Although bees and other pollinators come to Lance-leaved Tickseed flowers, some recent research has called attention to the plant’s usefulness in attracting insect natural enemies*. ‘Natural enemies’ in this case was rather loosely defined as any arthropod that eats or parasitizes another arthropod, so predators and parasites of pollinators counted as much as those that eat crop pests. Still, planting strips of native ‘wildflowers’ around your crops probably would contribute towards maintaining arthropod biodiversity. Companion planting of ‘wildflowers’, however, continues to erode away at the concept.
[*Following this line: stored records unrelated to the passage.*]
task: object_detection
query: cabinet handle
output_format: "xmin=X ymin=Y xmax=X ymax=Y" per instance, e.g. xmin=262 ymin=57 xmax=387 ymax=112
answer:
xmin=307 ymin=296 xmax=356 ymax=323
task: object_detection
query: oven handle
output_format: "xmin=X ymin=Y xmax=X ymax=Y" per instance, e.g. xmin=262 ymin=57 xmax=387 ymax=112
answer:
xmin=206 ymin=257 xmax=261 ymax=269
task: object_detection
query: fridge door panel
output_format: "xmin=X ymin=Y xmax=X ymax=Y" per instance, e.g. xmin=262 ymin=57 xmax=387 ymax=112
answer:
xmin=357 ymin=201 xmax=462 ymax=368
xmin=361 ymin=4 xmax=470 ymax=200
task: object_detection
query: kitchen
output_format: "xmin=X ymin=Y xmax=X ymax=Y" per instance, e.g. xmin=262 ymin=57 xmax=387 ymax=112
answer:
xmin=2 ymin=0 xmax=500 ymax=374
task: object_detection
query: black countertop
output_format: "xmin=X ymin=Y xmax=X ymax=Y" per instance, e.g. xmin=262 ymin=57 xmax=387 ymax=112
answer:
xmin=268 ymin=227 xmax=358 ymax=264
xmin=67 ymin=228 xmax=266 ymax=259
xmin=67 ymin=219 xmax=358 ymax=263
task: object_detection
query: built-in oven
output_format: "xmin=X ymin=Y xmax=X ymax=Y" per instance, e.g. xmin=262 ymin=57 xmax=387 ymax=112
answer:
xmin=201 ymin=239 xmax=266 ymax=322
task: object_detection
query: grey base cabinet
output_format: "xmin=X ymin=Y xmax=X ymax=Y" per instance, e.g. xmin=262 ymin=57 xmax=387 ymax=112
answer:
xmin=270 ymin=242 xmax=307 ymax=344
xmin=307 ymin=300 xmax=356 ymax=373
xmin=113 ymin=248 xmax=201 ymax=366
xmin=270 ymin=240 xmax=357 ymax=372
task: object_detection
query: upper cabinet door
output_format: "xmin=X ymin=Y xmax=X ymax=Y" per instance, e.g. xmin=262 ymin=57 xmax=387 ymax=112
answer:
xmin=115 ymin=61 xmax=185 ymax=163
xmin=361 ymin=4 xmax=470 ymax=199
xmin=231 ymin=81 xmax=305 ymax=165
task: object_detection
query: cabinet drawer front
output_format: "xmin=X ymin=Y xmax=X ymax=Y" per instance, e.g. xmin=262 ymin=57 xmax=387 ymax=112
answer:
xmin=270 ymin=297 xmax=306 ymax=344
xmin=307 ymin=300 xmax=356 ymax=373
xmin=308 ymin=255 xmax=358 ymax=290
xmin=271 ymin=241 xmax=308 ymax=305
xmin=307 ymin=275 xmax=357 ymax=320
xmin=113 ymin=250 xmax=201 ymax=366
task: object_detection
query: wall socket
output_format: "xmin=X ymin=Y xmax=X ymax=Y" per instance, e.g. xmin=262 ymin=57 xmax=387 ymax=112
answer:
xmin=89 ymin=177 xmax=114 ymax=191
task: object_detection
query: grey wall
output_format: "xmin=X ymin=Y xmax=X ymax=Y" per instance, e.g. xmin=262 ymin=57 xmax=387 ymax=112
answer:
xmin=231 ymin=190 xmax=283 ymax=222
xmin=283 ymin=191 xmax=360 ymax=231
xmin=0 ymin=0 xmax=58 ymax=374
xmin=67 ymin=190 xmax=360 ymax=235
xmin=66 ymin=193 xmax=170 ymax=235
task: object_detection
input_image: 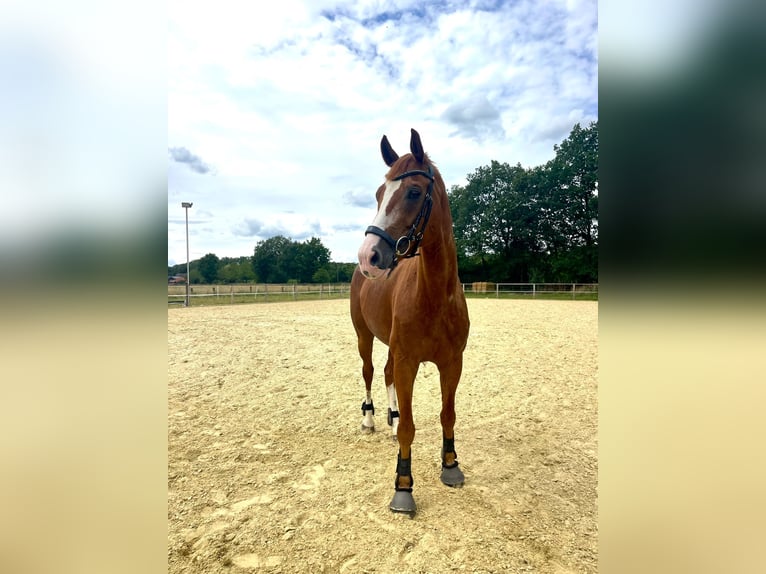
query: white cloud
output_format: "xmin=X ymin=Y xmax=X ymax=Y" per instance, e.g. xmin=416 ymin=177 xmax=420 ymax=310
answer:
xmin=168 ymin=0 xmax=597 ymax=261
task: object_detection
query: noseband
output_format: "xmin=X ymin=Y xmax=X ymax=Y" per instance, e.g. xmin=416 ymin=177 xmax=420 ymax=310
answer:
xmin=364 ymin=165 xmax=434 ymax=271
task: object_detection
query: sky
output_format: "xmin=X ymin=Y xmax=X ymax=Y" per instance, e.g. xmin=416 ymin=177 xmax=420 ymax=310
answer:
xmin=167 ymin=0 xmax=598 ymax=265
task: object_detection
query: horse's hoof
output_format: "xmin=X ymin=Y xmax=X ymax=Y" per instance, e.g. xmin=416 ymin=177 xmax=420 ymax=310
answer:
xmin=388 ymin=490 xmax=417 ymax=518
xmin=441 ymin=465 xmax=465 ymax=488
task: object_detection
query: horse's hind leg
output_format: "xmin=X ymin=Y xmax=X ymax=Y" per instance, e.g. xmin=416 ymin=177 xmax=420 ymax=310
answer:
xmin=357 ymin=333 xmax=375 ymax=432
xmin=388 ymin=357 xmax=418 ymax=515
xmin=439 ymin=354 xmax=465 ymax=486
xmin=384 ymin=349 xmax=399 ymax=440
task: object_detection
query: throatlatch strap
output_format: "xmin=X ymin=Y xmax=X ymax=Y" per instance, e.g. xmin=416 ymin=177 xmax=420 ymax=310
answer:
xmin=442 ymin=436 xmax=457 ymax=468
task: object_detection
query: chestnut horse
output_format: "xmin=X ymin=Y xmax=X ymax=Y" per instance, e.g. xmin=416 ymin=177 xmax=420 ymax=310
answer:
xmin=351 ymin=130 xmax=469 ymax=515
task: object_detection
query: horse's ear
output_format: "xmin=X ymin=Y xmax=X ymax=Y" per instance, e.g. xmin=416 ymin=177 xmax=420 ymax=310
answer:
xmin=410 ymin=129 xmax=426 ymax=163
xmin=380 ymin=136 xmax=399 ymax=167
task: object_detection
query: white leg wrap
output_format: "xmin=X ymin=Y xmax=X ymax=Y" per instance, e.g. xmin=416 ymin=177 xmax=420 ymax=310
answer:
xmin=362 ymin=393 xmax=375 ymax=431
xmin=386 ymin=385 xmax=399 ymax=438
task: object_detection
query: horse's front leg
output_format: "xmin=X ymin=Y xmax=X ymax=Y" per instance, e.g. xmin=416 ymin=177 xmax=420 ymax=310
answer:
xmin=358 ymin=333 xmax=375 ymax=433
xmin=389 ymin=358 xmax=419 ymax=515
xmin=439 ymin=354 xmax=465 ymax=486
xmin=384 ymin=349 xmax=399 ymax=440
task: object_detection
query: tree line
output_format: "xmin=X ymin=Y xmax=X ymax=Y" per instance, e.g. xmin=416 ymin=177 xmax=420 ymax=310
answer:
xmin=168 ymin=122 xmax=598 ymax=284
xmin=448 ymin=122 xmax=598 ymax=283
xmin=168 ymin=235 xmax=356 ymax=284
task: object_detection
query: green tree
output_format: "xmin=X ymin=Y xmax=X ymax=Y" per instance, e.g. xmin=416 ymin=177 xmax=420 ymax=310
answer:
xmin=252 ymin=235 xmax=292 ymax=283
xmin=538 ymin=122 xmax=598 ymax=282
xmin=450 ymin=160 xmax=537 ymax=280
xmin=253 ymin=236 xmax=330 ymax=283
xmin=449 ymin=122 xmax=598 ymax=281
xmin=198 ymin=253 xmax=219 ymax=284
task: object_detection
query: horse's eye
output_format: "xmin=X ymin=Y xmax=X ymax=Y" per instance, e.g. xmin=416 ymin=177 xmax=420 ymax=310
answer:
xmin=407 ymin=187 xmax=420 ymax=199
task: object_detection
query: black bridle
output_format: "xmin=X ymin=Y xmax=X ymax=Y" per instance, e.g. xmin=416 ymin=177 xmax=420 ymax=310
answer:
xmin=364 ymin=165 xmax=434 ymax=271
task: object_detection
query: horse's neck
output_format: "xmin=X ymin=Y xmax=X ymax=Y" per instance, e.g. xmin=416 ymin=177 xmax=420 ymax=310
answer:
xmin=418 ymin=214 xmax=457 ymax=298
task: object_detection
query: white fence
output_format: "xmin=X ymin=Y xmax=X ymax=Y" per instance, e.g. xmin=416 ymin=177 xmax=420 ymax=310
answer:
xmin=168 ymin=283 xmax=351 ymax=305
xmin=168 ymin=282 xmax=598 ymax=305
xmin=463 ymin=282 xmax=598 ymax=299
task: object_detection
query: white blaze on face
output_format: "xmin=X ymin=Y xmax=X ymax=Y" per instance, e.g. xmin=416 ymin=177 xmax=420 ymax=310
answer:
xmin=372 ymin=180 xmax=402 ymax=233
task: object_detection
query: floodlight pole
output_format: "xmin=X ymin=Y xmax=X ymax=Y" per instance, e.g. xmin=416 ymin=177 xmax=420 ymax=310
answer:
xmin=181 ymin=205 xmax=192 ymax=307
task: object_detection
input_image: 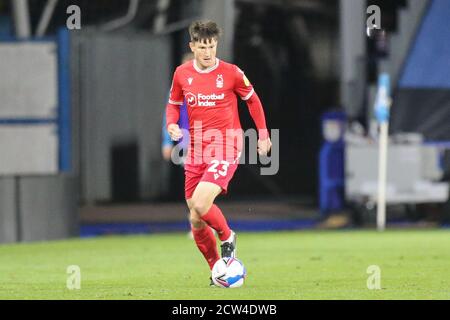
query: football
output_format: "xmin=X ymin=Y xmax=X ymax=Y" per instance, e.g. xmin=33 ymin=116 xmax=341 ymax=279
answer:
xmin=212 ymin=258 xmax=247 ymax=288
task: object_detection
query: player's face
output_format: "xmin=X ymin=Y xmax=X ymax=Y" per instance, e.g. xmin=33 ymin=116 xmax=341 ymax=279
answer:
xmin=189 ymin=39 xmax=217 ymax=69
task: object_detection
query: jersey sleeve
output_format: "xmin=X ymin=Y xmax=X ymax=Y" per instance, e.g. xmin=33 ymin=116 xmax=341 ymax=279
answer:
xmin=234 ymin=66 xmax=255 ymax=101
xmin=166 ymin=71 xmax=184 ymax=127
xmin=168 ymin=71 xmax=184 ymax=106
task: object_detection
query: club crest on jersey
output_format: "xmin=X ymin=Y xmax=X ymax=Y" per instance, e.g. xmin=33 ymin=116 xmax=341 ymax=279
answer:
xmin=185 ymin=92 xmax=197 ymax=107
xmin=216 ymin=74 xmax=223 ymax=89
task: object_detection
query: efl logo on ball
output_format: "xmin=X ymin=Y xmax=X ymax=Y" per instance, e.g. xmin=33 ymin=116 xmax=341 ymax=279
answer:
xmin=212 ymin=258 xmax=247 ymax=288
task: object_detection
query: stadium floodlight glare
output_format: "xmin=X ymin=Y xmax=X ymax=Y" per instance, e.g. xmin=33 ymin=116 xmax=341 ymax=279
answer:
xmin=375 ymin=73 xmax=392 ymax=231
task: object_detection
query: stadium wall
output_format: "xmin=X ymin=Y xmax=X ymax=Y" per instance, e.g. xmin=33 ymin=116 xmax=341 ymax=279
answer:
xmin=71 ymin=31 xmax=174 ymax=203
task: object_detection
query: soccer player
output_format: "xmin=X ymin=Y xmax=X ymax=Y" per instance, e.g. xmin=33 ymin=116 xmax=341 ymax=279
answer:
xmin=166 ymin=21 xmax=272 ymax=284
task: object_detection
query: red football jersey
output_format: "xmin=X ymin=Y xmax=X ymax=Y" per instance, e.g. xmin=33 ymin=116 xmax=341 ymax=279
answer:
xmin=169 ymin=58 xmax=254 ymax=160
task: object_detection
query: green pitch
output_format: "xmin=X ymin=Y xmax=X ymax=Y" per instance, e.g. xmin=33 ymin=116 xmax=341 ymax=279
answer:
xmin=0 ymin=230 xmax=450 ymax=300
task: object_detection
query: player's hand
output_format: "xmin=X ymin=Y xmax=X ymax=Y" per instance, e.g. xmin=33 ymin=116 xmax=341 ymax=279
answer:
xmin=258 ymin=138 xmax=272 ymax=156
xmin=167 ymin=123 xmax=183 ymax=141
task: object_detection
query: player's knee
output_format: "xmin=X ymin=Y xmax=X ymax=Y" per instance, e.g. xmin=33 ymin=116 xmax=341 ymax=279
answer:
xmin=189 ymin=211 xmax=205 ymax=229
xmin=192 ymin=200 xmax=211 ymax=217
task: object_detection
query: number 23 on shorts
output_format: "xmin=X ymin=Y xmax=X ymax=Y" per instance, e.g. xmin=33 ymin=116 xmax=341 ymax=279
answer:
xmin=208 ymin=160 xmax=230 ymax=177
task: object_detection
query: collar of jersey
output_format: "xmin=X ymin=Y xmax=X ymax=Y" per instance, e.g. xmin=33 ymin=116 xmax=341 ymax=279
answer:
xmin=194 ymin=57 xmax=220 ymax=73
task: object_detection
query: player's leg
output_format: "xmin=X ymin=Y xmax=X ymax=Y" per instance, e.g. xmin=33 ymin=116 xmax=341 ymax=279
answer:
xmin=185 ymin=169 xmax=220 ymax=269
xmin=190 ymin=181 xmax=236 ymax=257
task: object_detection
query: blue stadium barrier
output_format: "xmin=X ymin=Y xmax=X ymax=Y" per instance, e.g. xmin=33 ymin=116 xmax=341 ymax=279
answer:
xmin=319 ymin=112 xmax=346 ymax=215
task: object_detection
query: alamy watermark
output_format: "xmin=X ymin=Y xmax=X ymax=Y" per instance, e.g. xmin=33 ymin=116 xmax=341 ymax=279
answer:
xmin=171 ymin=121 xmax=280 ymax=176
xmin=366 ymin=265 xmax=381 ymax=290
xmin=366 ymin=5 xmax=381 ymax=36
xmin=66 ymin=265 xmax=81 ymax=290
xmin=66 ymin=5 xmax=81 ymax=30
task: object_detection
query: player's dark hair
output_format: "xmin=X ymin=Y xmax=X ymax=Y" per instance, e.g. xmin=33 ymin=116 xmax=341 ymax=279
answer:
xmin=189 ymin=20 xmax=222 ymax=42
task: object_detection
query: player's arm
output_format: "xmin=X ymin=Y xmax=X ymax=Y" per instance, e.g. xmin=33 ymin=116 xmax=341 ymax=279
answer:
xmin=235 ymin=67 xmax=272 ymax=155
xmin=166 ymin=71 xmax=184 ymax=141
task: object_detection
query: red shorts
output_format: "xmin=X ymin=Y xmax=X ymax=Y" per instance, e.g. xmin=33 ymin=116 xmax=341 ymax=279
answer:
xmin=184 ymin=160 xmax=239 ymax=199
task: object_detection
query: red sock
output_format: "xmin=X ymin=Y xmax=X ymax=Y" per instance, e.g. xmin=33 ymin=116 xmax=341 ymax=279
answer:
xmin=202 ymin=204 xmax=231 ymax=241
xmin=191 ymin=226 xmax=220 ymax=269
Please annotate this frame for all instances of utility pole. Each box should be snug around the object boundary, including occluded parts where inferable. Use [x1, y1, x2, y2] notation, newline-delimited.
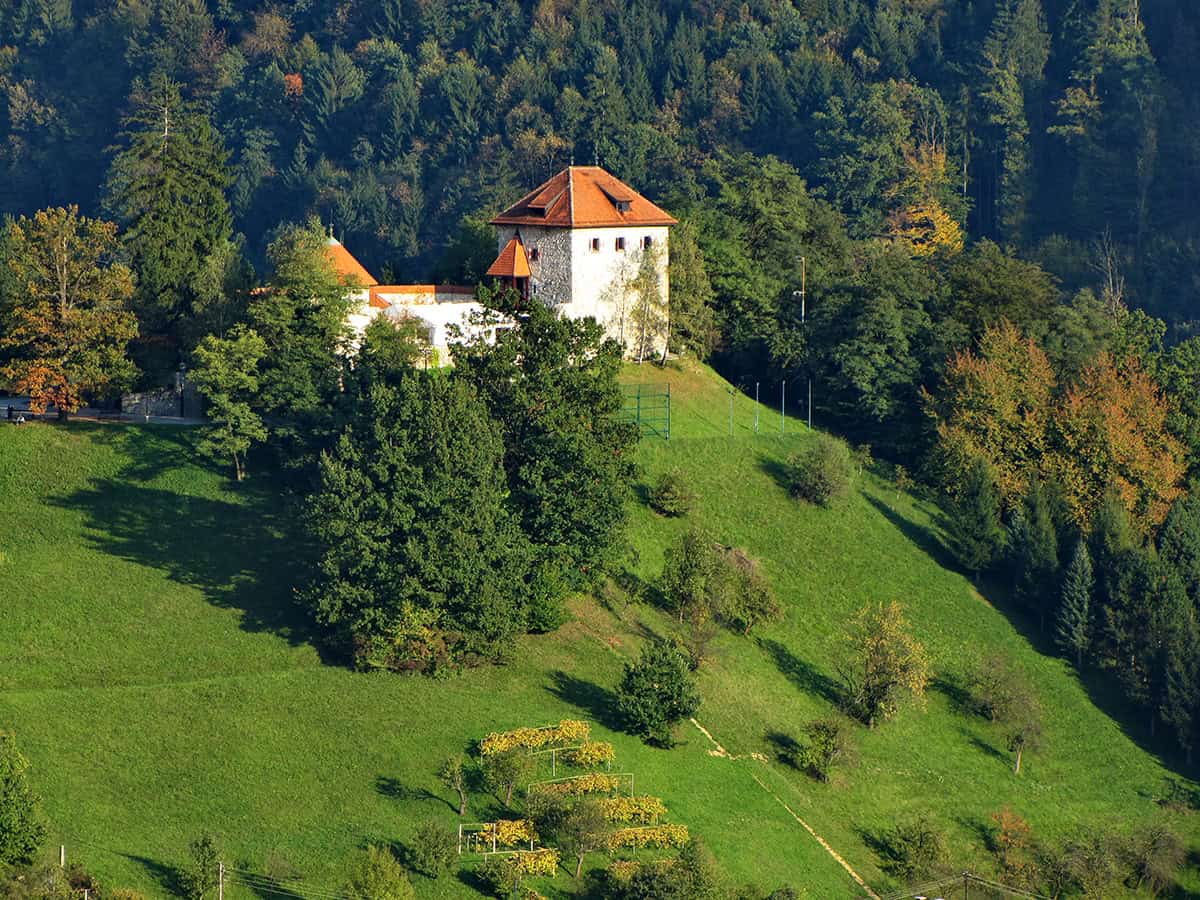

Coreopsis comes from the Greek for ‘like a bedbug’. Presumably Linnaeus thought the seeds looked like some bugs with which he was familiar, but when I was collecting tickseed seeds earlier, a Minute Pirate Bug tumbled out of the seedhead. According to Fiedler & Landis (2007) Lance-leaved Tickseed seems especially attractive to Minute Pirate Bugs (Anthocoridae: Orius) which tend to feed on small pests such as aphids, thrips, and spider mites. Anthocoridae (‘flower bugs’) also have a habit of biting people and are thought to have shared a common ancestor with bedbugs, so perhaps Linnaeus was having another of his amazing insights. Personally, I can’t see the similarity of tick-seed (both Old English words) to either bedbugs or ticks, but perhaps I’m looking at the wrong species.

*A. K. Fiedler and D. A. Landis 2007. Attractiveness of Michigan Native Plants to Arthropod Natural Enemies and Herbivores. Environ. Entomol. 36(4): 751-765.